Sidibé El Hassane
Centre médical Marc Sankalé, BP 5062, Fann Dakar, Sénégal.
Sante. 2007 Jan-Mar;17(1):51-5.
Various studies of medullary thyroid carcinoma have found its apoptosis rate to be very low. Tumor growth is usually progressive but in some cases, rapid progression and high proliferation are seen. Some mutations of the RET proto-oncogene are thought to have a direct or indirect effect on this clinical process. Five characteristics are significantly associated with poor survival: tumor necrosis, squamous histology, age older than 45 years, oxyphilic tumor cells together with a lack of intermediary cytoplasm cells, and finally, less than 50% of tumor cells immunoreactive to calcitonin. Although recent studies have identified the gene involved in this cancer, its molecular pathogenesis has not yet been elucidated. Medullary thyroid carcinoma is rare, but practitioners must be familiar with it because it presents specific therapeutic and diagnostic problems. Sensitive and specific direct genetic diagnosis of the principal mutation of the RET proto-oncongene is possible in patients with familial thyroid carcinoma or multiple endocrine neoplasia type 2. Screening is based on the immunoradiometric assay of calcitonin levels before and after pentagastrin stimulation in different populations: healthy subjects, persons with family members who have medullary thyroid carcinoma, patients with thyroid nodules or autoimmune chronic thyroiditis. Recently a somatic mutation on RET codon 918 was reported in patients with medullary thyroid carcinoma and those with C cell hyperplasia and multiple endocrine neoplasia together. This finding suggests that this particular mutation may play a role in tumorigenesis. Compared with patients with endocrine neoplasia syndromes type 2A and 2B, these patients appeared to have a syndrome clinically overlapping these, and its genetic basis may be distinct from them. Family members of patients with medullary thyroid carcinoma must be screened for this inherited disease. The mutations associated with medullary thyroid carcinoma and parathyroid tumors together appear to be closely related to the centromeric region of chromosome 10. At three months of age, Wag/Rij rats show hypersecretion under secretagogues and C cell hyperplasia; both signs are described as "pretumoral" in humans. A battery of markers are useful even though the gene for multiple endocrine neoplasia type 2 gene has recently been thought to be located in the pericentromeric region of chromosome 10 in white Europeans.

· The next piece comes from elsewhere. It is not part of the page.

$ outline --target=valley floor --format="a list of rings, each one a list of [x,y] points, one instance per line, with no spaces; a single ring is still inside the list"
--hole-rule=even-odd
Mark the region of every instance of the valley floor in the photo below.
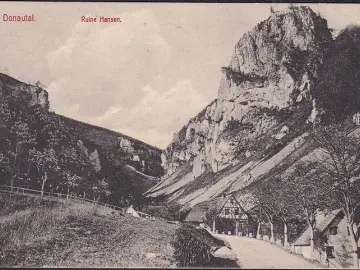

对甲状腺髓样癌的多项研究发现其凋亡率非常低。肿瘤生长通常呈进行性,但在某些情况下,可见快速进展和高增殖。RET原癌基因的一些突变被认为对这一临床过程有直接或间接影响。五个特征与预后不良显著相关:肿瘤坏死、鳞状组织学、年龄大于45岁、嗜酸性肿瘤细胞且缺乏中间细胞质细胞,以及最后,对降钙素免疫反应的肿瘤细胞少于50%。尽管最近的研究已经确定了与这种癌症相关的基因,但其分子发病机制尚未阐明。甲状腺髓样癌很罕见,但从业者必须熟悉它,因为它存在特定的治疗和诊断问题。对于患有家族性甲状腺癌或2型多发性内分泌腺瘤病的患者,对RET原癌基因的主要突变进行敏感且特异的直接基因诊断是可能的。筛查基于不同人群(健康受试者、有甲状腺髓样癌家族成员的人、甲状腺结节患者或自身免疫性慢性甲状腺炎患者)在五肽胃泌素刺激前后降钙素水平的免疫放射分析。最近,在甲状腺髓样癌患者以及同时患有C细胞增生和多发性内分泌腺瘤病的患者中报告了RET密码子918的体细胞突变。这一发现表明这种特定突变可能在肿瘤发生中起作用。与2A和2B型内分泌腺瘤综合征患者相比,这些患者似乎有一种临床症状与它们重叠的综合征,其遗传基础可能与它们不同。甲状腺髓样癌患者的家庭成员必须接受这种遗传性疾病的筛查。与甲状腺髓样癌和甲状旁腺肿瘤相关的突变似乎与10号染色体的着丝粒区域密切相关。在三个月大时,Wag/Rij大鼠在促分泌剂作用下出现分泌亢进和C细胞增生;这两种迹象在人类中都被描述为“肿瘤前”。尽管最近认为2型多发性内分泌腺瘤病基因位于白种欧洲人的10号染色体着丝粒周围区域,但一系列标志物仍然有用。